See Why Abu Dhabi’s Big Sovereign Wealth Fund Wants an AI Group for Investing
Posted on 06/08/2021
As sovereign investors rapidly embrace data as the new oil, artificial intelligence (AI) can be perceived as the refineries.
SWFI reported earlier that both the Abu Dhabi Investment Authority (ADIA) and Singapore’s GIC Private Limited are in a race to construct cutting-edge quantitative investment operations. Sovereign funds have been allocating to quant hedge funds like Citadel, Point72 Management, D.E. Shaw, Two Sigma Investments, and others for quite some time, and believe they can replicate those strategies internally, saving mounds of cash on exorbitant fees. Utilizing artificial intelligence, specifically machine-learning in quant investing, appears to be the holy grail for many institutional allocators, including large sovereign investors and public pension plans such as the Canada Pension Plan Investment Board (CPP Investments). Singapore’s sovereign wealth giant GIC Private Limited formed Kepler FI in 2017 to test out new concepts and strategies in the world of institutional investing. Kepler has a project called Alpha Capture which is a multi-asset class project spanning quantitative research, alpha capture, and optimization. Some parts of Kepler’s adventures include applying machine learning techniques to create a framework for forecasting financial statements’ line items to derive the intrinsic value of a stock. GIC has a sizable buyside equity team that could benefit from greater forecasting tools on stocks.

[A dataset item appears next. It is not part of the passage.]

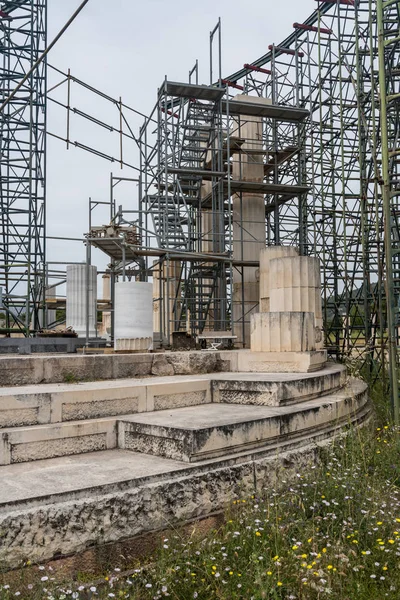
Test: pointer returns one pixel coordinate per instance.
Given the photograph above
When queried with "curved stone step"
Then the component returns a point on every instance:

Witnessing its peers building out quant teams such as CPP Investments and GIC Private Limited, ADIA started to build out its own quantitative research and investment group, hiring former professors, former hedge fund employees, data specialists and investment specialists. The quantitative research group sits in ADIA’s strategy and planning department.
Concepts such as hierarchical risk parity could be potential strategies for sovereign investors. Hierarchical risk parity is a risk-based portfolio optimization algorithm that applies machine learning techniques to seek out underlying hierarchical correlation structure of the portfolio. This would permit groups, or clusters, of similar assets to compete for capital. Assets and factors are moved into clusters with similar characteristics versus traditional asset classes. This can also be thought of as a form of multilevel risk optimization. Earlier, ADIA hired Marcos Lopez de Prado to be Global Head of Quantitative Research & Development. Some of López de Prado’s research centered around hierarchical risk parity.
Some institutional investors are looking to ESG factors and integrating them in a quantitative fashion. For example, Goldman Sachs Asset Management believes some of these ESG signals, especially data from greenhouse gas emissions, could lead to alpha generation.
All in all, sovereign investors don’t want to be left out in the AI race in the financial services industry.